Les Miserables Is Fini

Les Miserables -- the second-longest-running show in Broadway history -- will play its final performance March 15, 2003, its producer Cameron Mackintosh said yesterday.

The hugely popular stage musical will have played a total of 6,612 performances and run 16 years on Broadway.

Only Cats, another Mackintosh show, ran longer. 

Yesterday Mackintosh said that although Les Miserables never lost any money in any of its 16 years, "it just broke even last year." 

He said he could probably squeeze another year or more out of Les Miserables but "there would be no profits, just even-steven." 

Based on Victor Hugo's novel about a fugitive, Jean Valjean, who assumes a new identity and becomes a prosperous businessman until he is unmasked by a relentless policeman, Les Miserables debuted at the non-profit Royal Shakespeare Company in London in 1985. 

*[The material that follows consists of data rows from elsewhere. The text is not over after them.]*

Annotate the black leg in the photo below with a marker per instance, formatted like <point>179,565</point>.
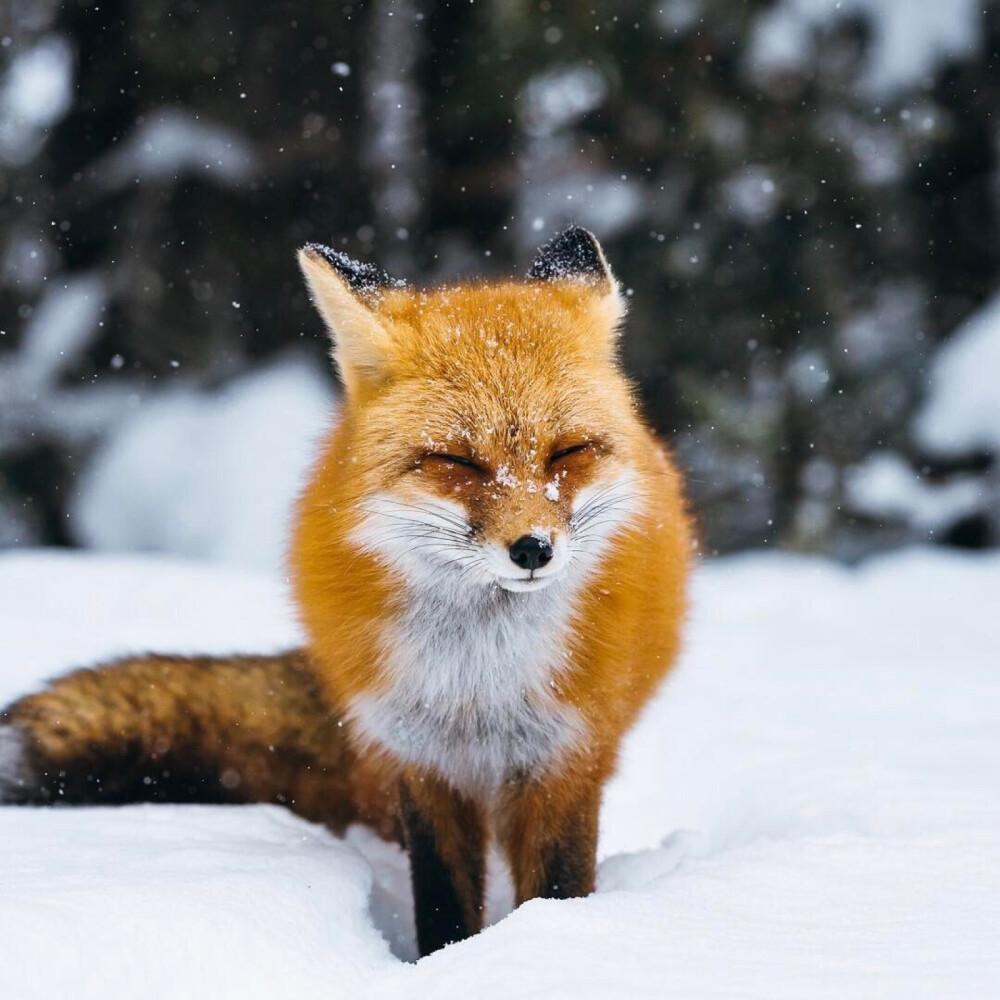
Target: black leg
<point>444,838</point>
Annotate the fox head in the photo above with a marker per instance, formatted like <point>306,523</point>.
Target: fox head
<point>487,430</point>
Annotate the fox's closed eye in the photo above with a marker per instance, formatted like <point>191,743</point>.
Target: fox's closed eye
<point>566,452</point>
<point>454,460</point>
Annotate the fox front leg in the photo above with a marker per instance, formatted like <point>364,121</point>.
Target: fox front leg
<point>550,836</point>
<point>445,837</point>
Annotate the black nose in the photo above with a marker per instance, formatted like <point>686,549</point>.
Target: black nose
<point>531,552</point>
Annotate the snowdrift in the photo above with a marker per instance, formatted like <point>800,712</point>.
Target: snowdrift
<point>810,809</point>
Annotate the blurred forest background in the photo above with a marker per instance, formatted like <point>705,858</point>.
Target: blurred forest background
<point>801,197</point>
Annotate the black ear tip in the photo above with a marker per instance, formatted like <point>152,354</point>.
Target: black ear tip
<point>364,278</point>
<point>574,253</point>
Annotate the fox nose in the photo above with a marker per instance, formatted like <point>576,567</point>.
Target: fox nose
<point>531,552</point>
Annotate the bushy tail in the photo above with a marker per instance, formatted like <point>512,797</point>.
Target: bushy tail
<point>179,729</point>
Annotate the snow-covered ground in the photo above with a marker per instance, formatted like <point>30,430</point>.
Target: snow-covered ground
<point>810,809</point>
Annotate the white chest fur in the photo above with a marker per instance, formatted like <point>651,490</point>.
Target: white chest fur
<point>473,684</point>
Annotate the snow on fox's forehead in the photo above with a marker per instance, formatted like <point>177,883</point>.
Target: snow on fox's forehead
<point>489,330</point>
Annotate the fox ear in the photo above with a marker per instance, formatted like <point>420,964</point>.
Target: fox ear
<point>346,292</point>
<point>575,255</point>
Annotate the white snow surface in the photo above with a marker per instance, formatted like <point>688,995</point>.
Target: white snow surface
<point>170,143</point>
<point>204,474</point>
<point>910,39</point>
<point>809,809</point>
<point>962,410</point>
<point>886,485</point>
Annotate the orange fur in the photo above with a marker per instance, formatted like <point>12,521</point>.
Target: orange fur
<point>503,406</point>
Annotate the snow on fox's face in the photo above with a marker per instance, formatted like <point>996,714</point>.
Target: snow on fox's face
<point>488,427</point>
<point>519,519</point>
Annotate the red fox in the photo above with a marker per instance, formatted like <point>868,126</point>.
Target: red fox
<point>489,560</point>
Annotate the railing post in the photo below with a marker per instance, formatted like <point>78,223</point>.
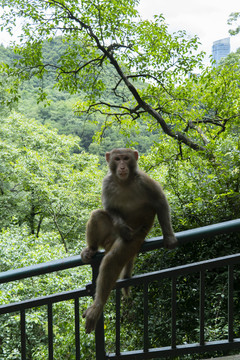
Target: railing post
<point>99,332</point>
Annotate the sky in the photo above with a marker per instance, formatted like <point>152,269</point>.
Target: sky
<point>205,18</point>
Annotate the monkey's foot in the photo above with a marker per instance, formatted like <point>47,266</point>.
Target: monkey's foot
<point>87,254</point>
<point>92,314</point>
<point>170,242</point>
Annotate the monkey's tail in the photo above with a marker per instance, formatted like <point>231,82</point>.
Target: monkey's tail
<point>126,274</point>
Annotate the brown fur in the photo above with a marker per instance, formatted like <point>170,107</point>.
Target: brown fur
<point>131,199</point>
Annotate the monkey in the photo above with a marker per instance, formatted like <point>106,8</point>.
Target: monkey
<point>130,200</point>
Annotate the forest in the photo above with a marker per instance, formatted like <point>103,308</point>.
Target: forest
<point>81,81</point>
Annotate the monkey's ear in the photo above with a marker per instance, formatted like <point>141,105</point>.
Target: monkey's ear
<point>107,156</point>
<point>136,154</point>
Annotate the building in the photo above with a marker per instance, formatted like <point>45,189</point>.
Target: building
<point>220,49</point>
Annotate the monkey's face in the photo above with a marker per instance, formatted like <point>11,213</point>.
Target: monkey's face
<point>122,163</point>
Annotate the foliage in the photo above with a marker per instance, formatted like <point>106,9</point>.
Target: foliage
<point>107,34</point>
<point>114,78</point>
<point>43,182</point>
<point>19,249</point>
<point>233,18</point>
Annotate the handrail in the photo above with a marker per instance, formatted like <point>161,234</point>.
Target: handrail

Initial reviews were largely negative, but the morning the show opened Mackintosh noticed a line at the box-office window. 

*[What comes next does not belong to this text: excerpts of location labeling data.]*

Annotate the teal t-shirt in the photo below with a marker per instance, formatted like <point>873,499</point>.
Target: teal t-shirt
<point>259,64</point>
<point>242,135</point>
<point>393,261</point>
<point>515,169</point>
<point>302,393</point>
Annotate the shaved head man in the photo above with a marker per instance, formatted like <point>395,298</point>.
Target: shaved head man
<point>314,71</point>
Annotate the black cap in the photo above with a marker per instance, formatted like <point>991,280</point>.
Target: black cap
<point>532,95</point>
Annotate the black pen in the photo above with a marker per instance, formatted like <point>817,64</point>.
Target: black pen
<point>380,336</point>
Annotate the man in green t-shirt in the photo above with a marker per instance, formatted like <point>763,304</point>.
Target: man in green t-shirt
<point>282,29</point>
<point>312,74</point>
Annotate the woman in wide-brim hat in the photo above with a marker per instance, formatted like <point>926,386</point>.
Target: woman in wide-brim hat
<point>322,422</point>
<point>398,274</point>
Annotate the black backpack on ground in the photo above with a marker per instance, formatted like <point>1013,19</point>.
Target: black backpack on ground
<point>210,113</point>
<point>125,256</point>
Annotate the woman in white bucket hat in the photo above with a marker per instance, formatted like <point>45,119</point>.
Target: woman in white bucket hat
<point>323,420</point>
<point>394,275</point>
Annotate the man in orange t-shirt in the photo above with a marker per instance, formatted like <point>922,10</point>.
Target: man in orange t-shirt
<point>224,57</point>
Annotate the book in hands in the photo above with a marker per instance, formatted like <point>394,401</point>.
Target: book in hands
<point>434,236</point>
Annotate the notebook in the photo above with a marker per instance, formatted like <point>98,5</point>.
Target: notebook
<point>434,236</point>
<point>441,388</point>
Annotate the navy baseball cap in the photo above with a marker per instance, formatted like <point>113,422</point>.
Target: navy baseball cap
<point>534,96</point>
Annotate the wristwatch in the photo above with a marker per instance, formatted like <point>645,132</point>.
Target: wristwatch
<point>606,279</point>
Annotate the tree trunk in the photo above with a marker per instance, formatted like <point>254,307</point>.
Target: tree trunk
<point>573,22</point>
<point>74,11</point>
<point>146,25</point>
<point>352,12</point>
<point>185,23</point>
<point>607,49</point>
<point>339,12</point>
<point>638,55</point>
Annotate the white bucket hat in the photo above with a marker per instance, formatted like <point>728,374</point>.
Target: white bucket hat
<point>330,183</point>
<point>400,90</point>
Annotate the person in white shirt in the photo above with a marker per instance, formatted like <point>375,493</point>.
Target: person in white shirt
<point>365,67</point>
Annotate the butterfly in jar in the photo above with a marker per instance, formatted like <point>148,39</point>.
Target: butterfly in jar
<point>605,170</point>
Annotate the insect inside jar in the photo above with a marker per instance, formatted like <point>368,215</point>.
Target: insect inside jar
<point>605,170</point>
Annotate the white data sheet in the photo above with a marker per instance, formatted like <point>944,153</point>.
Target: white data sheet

Believing that audiences, if not critics, were caught up in the emotional sweep of the story, Mackintosh, after a boozy lunch with the show's writers, decided to buck the reviews and keep the show open. 

Les Miserables opened in New York in 1986 and won the Tony for Best Musical. 

Many theater people thought Mackintosh would float the show until it toppled Cats as the longest-running show in history, but the producer said he "did not want to occupy a theater just to break a record." 

After Sept. 11, Les Miserables saw its weekly grosses plunge to precarious levels. But Mackintosh kept the show afloat by striking deals with theater unions. 

After Les Miserables goes, The Phantom of the Opera, yet another Mackintosh show, will be the only remaining British mega-musical, a genre that dominated Broadway in the 1980s and 1990s. 

The astonishing success of Les Miserables -- it has grossed $390 million on Broadway and $1.8 billion worldwide -- helped transform the theater business around the country. 

Theaters were built or restored in many cities just so touring productions of Les Miz would have a place to land. 

Often, those theaters were the anchors of downtown redevelopment projects. 

Les Miz and Mackintosh's other shows also contributed to the rise of Clear Channel, a giant entertainment corporation that now dominates the touring business in the United States and is one of the most powerful producing organizations on Broadway. 

"Les Miz was really the first mega-show that spiked audience attendance on the road and raised the level of quality presented in our theaters," said Scott Zeiger, head of Clear Channel's theater division in North America.